Behaviour modification is defined as "the alteration of behavioural patterns through the use of such learning techniques as biofeedback and positive or negative reinforcement." More simply, you can modify your child's behaviour with positive consequences and negative consequences.
Behaviour modification is based on the idea that good behaviour should lead to positive consequences and bad behaviour should lead to negative consequences. Behaviour modification is often used to discipline kids with ADHD, autism or oppositional defiant disorder, but it can be effective for kids of all types. Behaviour modification involves positive punishment, negative punishment, positive reinforcement and negative reinforcement.
How to Use Behaviour Modification to Change Your Child's Behaviour
You can't force a child to change his behaviour.
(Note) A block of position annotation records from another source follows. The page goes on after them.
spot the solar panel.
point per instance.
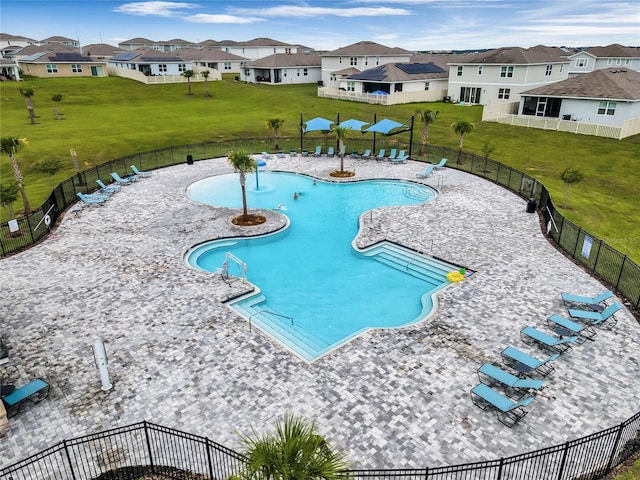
(414, 68)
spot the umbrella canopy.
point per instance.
(318, 124)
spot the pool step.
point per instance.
(282, 329)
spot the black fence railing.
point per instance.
(603, 261)
(145, 449)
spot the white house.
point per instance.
(499, 76)
(610, 56)
(285, 69)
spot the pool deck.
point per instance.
(394, 398)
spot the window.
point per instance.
(506, 72)
(607, 108)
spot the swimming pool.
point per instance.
(316, 290)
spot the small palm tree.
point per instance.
(27, 93)
(243, 164)
(10, 145)
(427, 117)
(461, 128)
(294, 452)
(188, 74)
(205, 75)
(275, 124)
(341, 134)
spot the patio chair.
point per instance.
(548, 342)
(526, 364)
(565, 327)
(598, 318)
(509, 412)
(140, 173)
(34, 391)
(490, 374)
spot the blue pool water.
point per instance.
(322, 292)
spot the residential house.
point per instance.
(284, 68)
(499, 76)
(610, 56)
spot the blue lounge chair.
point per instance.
(597, 318)
(509, 412)
(34, 391)
(140, 173)
(548, 342)
(489, 374)
(426, 172)
(525, 363)
(565, 327)
(592, 303)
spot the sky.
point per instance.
(415, 25)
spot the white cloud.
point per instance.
(157, 8)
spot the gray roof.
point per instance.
(367, 48)
(609, 83)
(284, 60)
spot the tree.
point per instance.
(188, 74)
(461, 128)
(341, 134)
(27, 93)
(275, 124)
(243, 164)
(294, 452)
(427, 117)
(10, 145)
(8, 195)
(570, 176)
(205, 75)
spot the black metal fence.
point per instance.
(606, 263)
(147, 449)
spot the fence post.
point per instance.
(66, 451)
(146, 435)
(615, 447)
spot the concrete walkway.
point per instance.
(391, 398)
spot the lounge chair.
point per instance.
(93, 200)
(426, 172)
(34, 391)
(524, 363)
(509, 412)
(140, 173)
(597, 318)
(557, 345)
(565, 327)
(591, 303)
(489, 374)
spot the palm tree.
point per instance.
(275, 124)
(427, 117)
(10, 145)
(27, 93)
(461, 128)
(243, 164)
(341, 134)
(294, 452)
(188, 74)
(205, 75)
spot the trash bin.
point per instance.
(531, 205)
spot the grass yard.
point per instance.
(104, 118)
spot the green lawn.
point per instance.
(105, 118)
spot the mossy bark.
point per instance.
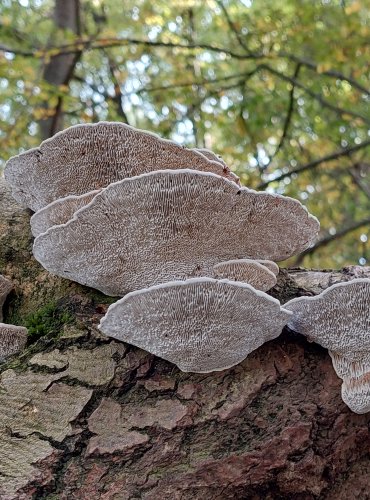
(84, 416)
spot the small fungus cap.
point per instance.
(356, 380)
(5, 288)
(12, 340)
(246, 270)
(86, 157)
(338, 318)
(171, 225)
(200, 324)
(59, 212)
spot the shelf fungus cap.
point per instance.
(338, 318)
(171, 225)
(6, 287)
(59, 212)
(211, 155)
(248, 271)
(201, 324)
(86, 157)
(12, 340)
(355, 374)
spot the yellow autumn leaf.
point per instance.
(5, 20)
(322, 67)
(353, 8)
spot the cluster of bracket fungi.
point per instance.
(191, 251)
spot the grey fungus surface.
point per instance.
(6, 287)
(171, 225)
(86, 157)
(12, 340)
(201, 324)
(339, 319)
(272, 266)
(59, 212)
(211, 155)
(248, 271)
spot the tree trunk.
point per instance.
(83, 416)
(59, 70)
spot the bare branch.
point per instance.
(332, 237)
(287, 118)
(317, 97)
(331, 73)
(315, 163)
(233, 27)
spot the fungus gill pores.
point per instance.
(339, 319)
(86, 157)
(12, 340)
(250, 271)
(200, 324)
(171, 225)
(59, 212)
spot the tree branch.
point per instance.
(315, 163)
(233, 27)
(331, 237)
(317, 97)
(287, 118)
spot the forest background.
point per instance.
(278, 88)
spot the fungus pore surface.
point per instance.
(170, 225)
(86, 157)
(200, 324)
(12, 340)
(338, 318)
(59, 212)
(246, 270)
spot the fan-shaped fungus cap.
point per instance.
(356, 379)
(59, 212)
(86, 157)
(200, 324)
(5, 288)
(211, 155)
(170, 225)
(246, 270)
(12, 340)
(338, 318)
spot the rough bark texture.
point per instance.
(83, 416)
(59, 70)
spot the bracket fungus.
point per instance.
(86, 157)
(171, 225)
(247, 270)
(59, 212)
(5, 288)
(200, 324)
(12, 340)
(339, 319)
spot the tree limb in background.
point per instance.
(61, 66)
(287, 118)
(232, 27)
(315, 163)
(118, 96)
(314, 95)
(331, 237)
(92, 43)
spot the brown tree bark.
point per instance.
(59, 70)
(83, 416)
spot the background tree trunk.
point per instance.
(83, 416)
(59, 70)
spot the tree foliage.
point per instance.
(279, 88)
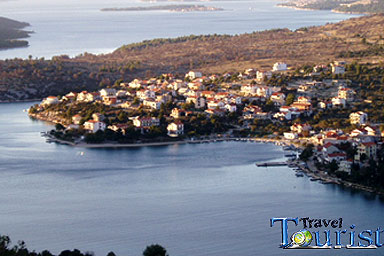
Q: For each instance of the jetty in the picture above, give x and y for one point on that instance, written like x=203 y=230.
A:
x=271 y=164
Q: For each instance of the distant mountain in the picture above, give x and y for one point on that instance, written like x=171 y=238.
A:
x=348 y=6
x=10 y=33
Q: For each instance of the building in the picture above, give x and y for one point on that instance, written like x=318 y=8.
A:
x=338 y=69
x=175 y=129
x=346 y=93
x=145 y=122
x=368 y=149
x=76 y=119
x=194 y=74
x=358 y=118
x=198 y=101
x=94 y=126
x=51 y=100
x=279 y=66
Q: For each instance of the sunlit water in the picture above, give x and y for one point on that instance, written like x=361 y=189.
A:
x=73 y=27
x=204 y=199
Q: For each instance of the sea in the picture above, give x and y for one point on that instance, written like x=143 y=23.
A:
x=195 y=199
x=73 y=27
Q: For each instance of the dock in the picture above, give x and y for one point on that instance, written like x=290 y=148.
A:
x=271 y=164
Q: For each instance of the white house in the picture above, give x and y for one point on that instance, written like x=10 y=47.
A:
x=260 y=75
x=94 y=126
x=76 y=119
x=51 y=100
x=194 y=74
x=145 y=122
x=175 y=129
x=290 y=136
x=358 y=118
x=108 y=92
x=152 y=103
x=279 y=66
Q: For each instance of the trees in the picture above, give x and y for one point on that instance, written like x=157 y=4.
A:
x=155 y=250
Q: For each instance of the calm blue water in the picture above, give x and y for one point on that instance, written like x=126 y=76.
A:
x=200 y=200
x=73 y=27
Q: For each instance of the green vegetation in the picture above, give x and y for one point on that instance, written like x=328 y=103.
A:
x=348 y=6
x=6 y=249
x=10 y=33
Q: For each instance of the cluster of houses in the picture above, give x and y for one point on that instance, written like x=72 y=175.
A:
x=330 y=144
x=205 y=96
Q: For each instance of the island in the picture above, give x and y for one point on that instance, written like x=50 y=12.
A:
x=172 y=8
x=11 y=31
x=343 y=6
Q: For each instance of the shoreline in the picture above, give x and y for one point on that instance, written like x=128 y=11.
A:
x=311 y=172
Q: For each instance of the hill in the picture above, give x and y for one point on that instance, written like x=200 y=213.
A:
x=10 y=33
x=358 y=39
x=345 y=6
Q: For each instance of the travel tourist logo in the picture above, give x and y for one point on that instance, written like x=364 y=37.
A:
x=305 y=239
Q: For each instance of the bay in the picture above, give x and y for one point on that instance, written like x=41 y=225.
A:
x=73 y=27
x=204 y=199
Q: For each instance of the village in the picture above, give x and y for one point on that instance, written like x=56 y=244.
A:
x=224 y=106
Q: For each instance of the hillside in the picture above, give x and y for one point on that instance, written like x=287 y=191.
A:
x=358 y=39
x=346 y=6
x=10 y=33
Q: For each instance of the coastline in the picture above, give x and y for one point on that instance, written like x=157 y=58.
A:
x=306 y=167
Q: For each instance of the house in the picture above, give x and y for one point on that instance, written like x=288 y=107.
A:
x=369 y=149
x=215 y=104
x=82 y=96
x=194 y=74
x=152 y=103
x=358 y=118
x=135 y=84
x=76 y=119
x=346 y=93
x=279 y=66
x=177 y=113
x=198 y=101
x=51 y=100
x=301 y=128
x=98 y=117
x=249 y=89
x=93 y=126
x=175 y=129
x=145 y=122
x=338 y=68
x=338 y=156
x=143 y=94
x=109 y=100
x=92 y=96
x=261 y=75
x=345 y=166
x=218 y=112
x=290 y=135
x=231 y=107
x=108 y=92
x=336 y=102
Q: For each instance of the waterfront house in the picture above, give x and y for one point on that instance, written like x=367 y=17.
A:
x=279 y=66
x=175 y=129
x=145 y=122
x=93 y=126
x=50 y=100
x=367 y=149
x=76 y=119
x=358 y=118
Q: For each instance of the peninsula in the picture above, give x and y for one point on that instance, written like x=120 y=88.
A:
x=344 y=6
x=11 y=31
x=172 y=8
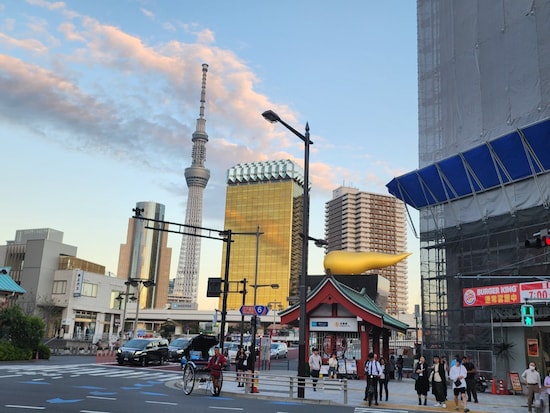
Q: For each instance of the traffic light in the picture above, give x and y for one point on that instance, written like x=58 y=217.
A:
x=214 y=287
x=527 y=315
x=540 y=240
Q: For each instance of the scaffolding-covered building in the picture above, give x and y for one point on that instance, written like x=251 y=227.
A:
x=482 y=187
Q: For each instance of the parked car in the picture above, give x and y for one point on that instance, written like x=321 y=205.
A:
x=279 y=350
x=231 y=349
x=142 y=351
x=176 y=347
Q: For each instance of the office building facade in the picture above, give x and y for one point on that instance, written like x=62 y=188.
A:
x=267 y=196
x=145 y=256
x=362 y=221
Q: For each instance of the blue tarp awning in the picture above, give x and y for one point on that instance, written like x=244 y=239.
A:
x=510 y=158
x=8 y=285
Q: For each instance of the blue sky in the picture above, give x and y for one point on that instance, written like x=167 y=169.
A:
x=98 y=101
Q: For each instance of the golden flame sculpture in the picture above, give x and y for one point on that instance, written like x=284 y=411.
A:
x=349 y=262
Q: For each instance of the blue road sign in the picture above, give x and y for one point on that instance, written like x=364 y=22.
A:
x=262 y=310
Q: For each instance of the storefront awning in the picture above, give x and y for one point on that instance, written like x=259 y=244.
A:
x=7 y=285
x=513 y=157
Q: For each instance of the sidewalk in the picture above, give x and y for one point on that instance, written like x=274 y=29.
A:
x=402 y=395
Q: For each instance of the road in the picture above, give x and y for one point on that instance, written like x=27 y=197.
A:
x=64 y=385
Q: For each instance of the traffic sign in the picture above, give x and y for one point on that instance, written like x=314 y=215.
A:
x=262 y=310
x=248 y=310
x=254 y=310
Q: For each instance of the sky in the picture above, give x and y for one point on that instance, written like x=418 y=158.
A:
x=99 y=99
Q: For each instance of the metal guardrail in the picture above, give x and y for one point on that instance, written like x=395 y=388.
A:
x=287 y=386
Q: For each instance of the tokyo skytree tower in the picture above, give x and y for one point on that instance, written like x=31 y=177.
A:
x=187 y=278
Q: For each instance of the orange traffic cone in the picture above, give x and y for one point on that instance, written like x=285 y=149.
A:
x=501 y=387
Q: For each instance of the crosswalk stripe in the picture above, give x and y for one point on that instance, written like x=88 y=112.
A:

But, you can change the environment in a way that he'll be more motivated to change. Behaviour modification is about modifying the environment in a way that your child has more incentive to follow the rules. Consistency is the key to making behaviour modification effective. If you praise your child for doing his chores, use praise every time he does his chores until it becomes a habit. Then, you can gradually phase out your praise over time.
Negative consequences should also be consistent. If your child only gets sent to time-out once out of every five times he hits someone, your consequences won't be effective. He needs to go to time-out each and every time he hits someone. Behaviour modification also works best when adults work together as a team. If teachers, daycare providers, and other caregivers use the same consequences and rewards, a child's behaviour is likely to change even faster. Keep in mind that behaviour modification should be customised to your child's specific needs. The strategies that work well for one child might not work with another.